That said, I find myself pretty uncomfortable with the bodily autonomy argument–a position that places me outside of the pro-choice mainstream.
Here’s my science-fiction scenario explaining my discomfort:
A disease strikes humanity. At the onset of puberty, children develop a wasting illness that, over the course of 2 months, is 100% fatal.
A cure is found. Weekly infusions of blood from one of their parents–hell, let’s say their XY parent–will stabilize a child until the illness passes. The illness, coincidentally, takes about 9 months to pass.
Most dads flock to the new blood transfusion centers, because they want to save their kids.
A tremendous number of kids die, because their dads are dead, or unknown, or for some other reason are unable to make the donation.
But there is a third group of kids. These kids know who their dad is, and their dad could make the donation.
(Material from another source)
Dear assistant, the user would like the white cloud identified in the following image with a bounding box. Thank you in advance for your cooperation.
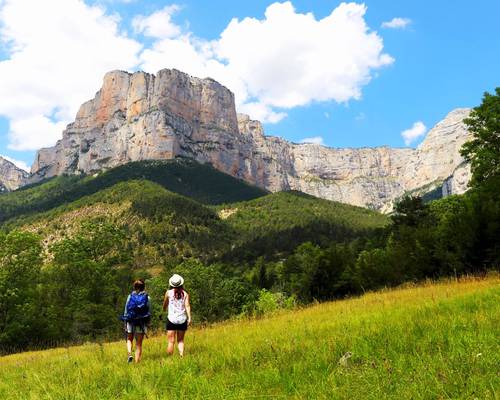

But for a variety of reasons–maybe a fear of needles, maybe some super-bitter hatred of their ex-wives, maybe general uselessness, maybe membership in a religion that forbids blood transfusions–these fathers openly refuse to make the donations.
Each year, there are more than one million children in this third group, children who will die because of their dad’s decision.
A law is proposed: fathers with sick children must submit to weekly blood transfusions, and a failure to do so will be treated as homicide.
And I support the shit out of that law.
There are of course a lot of differences between this scenario and pregnancy, natch, not least of which is that pregnancy is way more of an interference in life than a blood draw. But the relevant difference for me is that the children are actual people, not potential people; and actual people have actual rights that potential people do not.
Velocity et al treat this sort of distinction as “tortured logic.” On the contrary, I think it’s key to the issue. There are not other areas of life where we treat a potential thing as the actual thing. This confusion only seems to happen in the highly specific area of legislating abortion.